President Trump is pursuing a wrong-headed, impulsive, poorly thought-out policy in his “easy to win” (his words) trade war with China. In the process, he is costing the average American family an estimated additional $1,000 this year alone in the increased costs of consumer goods. This does not count the cost to taxpayers of the $28 billion (and counting) of bailouts to adversely affected farmers.
Trump’s trade war is not only misguided; it is also misdirected. The central issue pitting the U.S. against China is not trade. Instead, it is the continuing grand theft of up to $600 billion annually (per the U.S. Trade Representative) of U.S. intellectual property (IP) — patents, trademarks, copyrights, trade secrets, etc. — that then materializes in pirated and counterfeit Chinese products, weapons systems and technology. A recent survey found that 1 in 5 U.S. companies say that they have been victims of Chinese IP theft.
Tariffs, as any casual student of 20th century American history can attest, are the worst way to proceed in a trade dispute. Trump, being ignorant of American history, has no idea of the destruction his reckless tariff policy causes.
We have anti-dumping, countervailing duty and other laws that go a long way toward effectively managing Chinese trade abuses. What we lack is any sane policy for dealing with the real issue: Chinese IP theft, a problem that goes back at least a generation.

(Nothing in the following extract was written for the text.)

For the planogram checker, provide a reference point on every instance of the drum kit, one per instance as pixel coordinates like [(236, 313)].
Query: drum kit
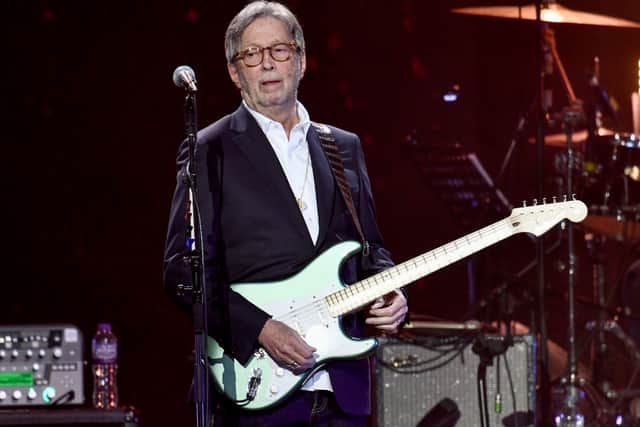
[(602, 167)]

A former client of mine, a senior official of a major trade association, traveled to China once a year in order to complain about IP theft of her member companies’ products and lobby the Chinese government to crack down on the thieves. She always came back (1) shocked by the volume of bogus products she saw, and (2) frustrated by the Chinese government’s intransigent refusal to take any action.
The Trump administration, because it either does not know about or understand the weapons it possesses, is doing nothing about this except for a lot of meaningless whining. Take, for example, the 2019 Annual Report to Congress submitted by the Office of the Intellectual Property Enforcement Coordinator, an obscure executive branch organization rendered more obscure by the Trump administration’s ill-conceived approach to China. This virtually unreadable document says it all: the administration threatens China with tariffs in hopes that they will force the world’s largest IP counterfeiter and pirate to mend its ways. It is an understatement to say that this tactic has been a predictable, monumental failure.
Instead, there is a very simple strategy that would cause China immense pain where tariffs do much less damage: Cut off China’s access to the services and benefits of the U.S. Patent and Trademark Office (PTO).
The Chinese are flooding PTO with trademark applications. Since 2013, the number of Chinese applications has increased from 4,112 to approximately 75,000 today, an almost 2,000 percent increase. At the current rate, the Commissioner of Trademarks says that by 2023, Chinese filings are expected to represent at least one-third of total U.S. trademark filings.
Why is China doing this? Two reasons: First, Chinese entrepreneurs are eager to enter the U.S. market, still the largest consumer market in the world. Second, by flooding PTO with filings, China delays rival U.S. entrepreneurs from getting their trademarks registered and protecting their IP. Sales of new Chinese products in the U.S. are a major contributor to the Chinese economy. Denying China the right to file for trademark protection in the U.S. would cause it considerable economic pain. Instead of hurting U.S. farmers, manufacturers and consumers by imposing tariffs on Chinese goods, foreclosing U.S. trademark protection would help the citizens and companies a President is supposedly sworn to protect.
Squeezing China this way has a much better chance of inducing Beijing to crack down on Chinese IP bandits than do tariffs.
U.S. trademark laws do not discriminate with respect to the citizenship of the applicant. Any applicant may apply for a trademark on the same basis as a U.S. citizen. If it wishes, Congress can change that law tomorrow and prohibit Chinese companies and individuals from filing for protection in the U.S.
If Congress doesn’t act, there is another way forward: PTO should consider Chinese trademark (and patent) applications only after dealing with U.S. and other countries’ filings. It does not need Congress to do this.
These actions are the most effective way to inflict real pain on China’s abuses.
Canandaigua Academy graduate Richard Hermann is a law professor, legal blogger, author of seven books and part-time resident of the Finger Lakes.